Thankfully, Pearce's script is filled with enough fluid, noirish dialogue to keep the barely 90-minute affair moving along at a clip, and a few of the relationships generate a decent amount of chemistry to keep us engaged the whole way through (especially Foster and Bautista, who share a genuine surrogate mother/son affection for one another). Still, it’s difficult not to feel somewhat let down by the whole affair, as we keep waiting for Hotel Artemis to kick into another gear it doesn’t seem equipped with, the vehicle instead opting to hum along and act as a showcase for a writer clearly in love with his own sense of cleverness. From a technical standpoint, it’s a marvel. Cinematographer Chung-hoon Chung (The Handmaiden) bathes Ramsey Avery's lavish production design in foreboding shadow, bringing this vision of a near dystopian future to life, while Cliff Martinez (Only God Forgives) delivers more of his trademark tracks, which alternate between ambient sparkles and thumping bass.
Do these rather impressive components of Hotel Artemis add up to a satisfying whole? Not really. Sure, Pearce's movie is watchable, and it's never fair to judge a picture for what it isn't, as opposed to what’s placed on the screen in front of you.
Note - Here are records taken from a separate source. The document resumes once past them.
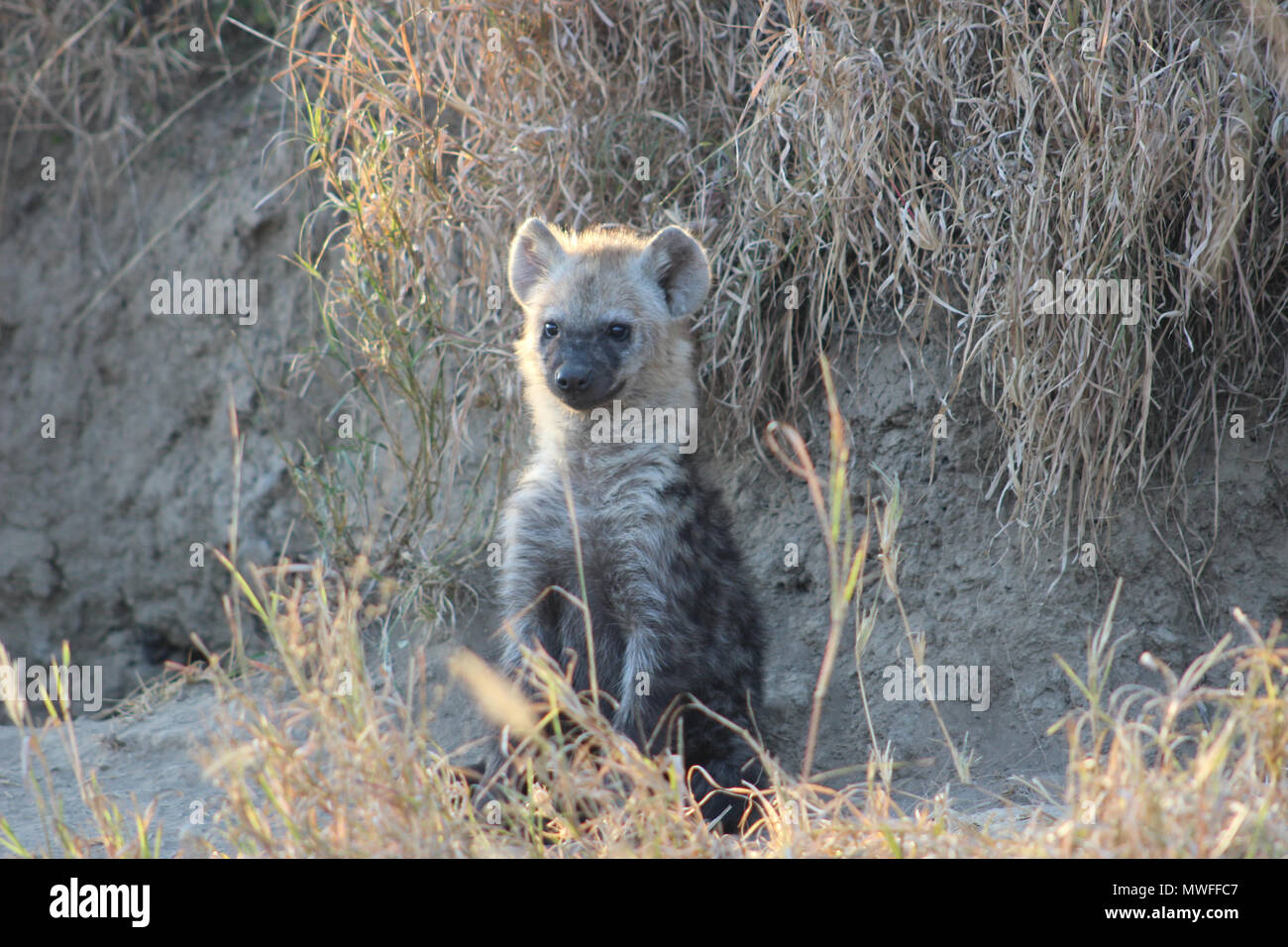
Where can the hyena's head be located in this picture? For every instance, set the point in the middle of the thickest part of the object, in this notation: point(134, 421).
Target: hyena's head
point(606, 315)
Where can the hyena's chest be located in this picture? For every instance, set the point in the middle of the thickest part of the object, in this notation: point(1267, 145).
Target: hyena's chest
point(610, 558)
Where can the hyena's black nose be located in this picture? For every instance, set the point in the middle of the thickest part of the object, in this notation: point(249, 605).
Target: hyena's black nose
point(572, 377)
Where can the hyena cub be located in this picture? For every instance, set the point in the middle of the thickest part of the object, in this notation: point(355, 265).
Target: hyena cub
point(608, 373)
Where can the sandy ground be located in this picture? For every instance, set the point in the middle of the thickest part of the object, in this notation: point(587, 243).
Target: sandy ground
point(97, 527)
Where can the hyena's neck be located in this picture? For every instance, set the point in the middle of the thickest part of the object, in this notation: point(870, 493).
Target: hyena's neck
point(639, 427)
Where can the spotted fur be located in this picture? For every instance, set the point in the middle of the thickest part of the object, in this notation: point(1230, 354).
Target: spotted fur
point(673, 612)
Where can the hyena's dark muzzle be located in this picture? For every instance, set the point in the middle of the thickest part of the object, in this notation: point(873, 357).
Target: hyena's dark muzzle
point(581, 372)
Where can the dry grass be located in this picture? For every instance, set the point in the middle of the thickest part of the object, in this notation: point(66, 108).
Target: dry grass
point(802, 142)
point(316, 757)
point(930, 159)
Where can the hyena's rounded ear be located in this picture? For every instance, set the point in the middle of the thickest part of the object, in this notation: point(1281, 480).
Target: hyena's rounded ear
point(533, 253)
point(679, 265)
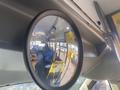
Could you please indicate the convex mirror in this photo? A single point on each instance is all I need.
(53, 51)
Yet there's still something lacking at the movie's core – an elevating element that takes Pearce's big screen bow to another level of entertainment. Though it may be an unfair (but still somewhat justified) comparison, John Wick at least had the foresight to get out of its colorful characters' way and just let them start shooting at one another. Here, it seems like every obstacle is placed in this horde of bad guys' path, just so they can't take action. That's a rather inert, counterproductive way to tell a story, and results in a decidedly middling slice of genre cinema.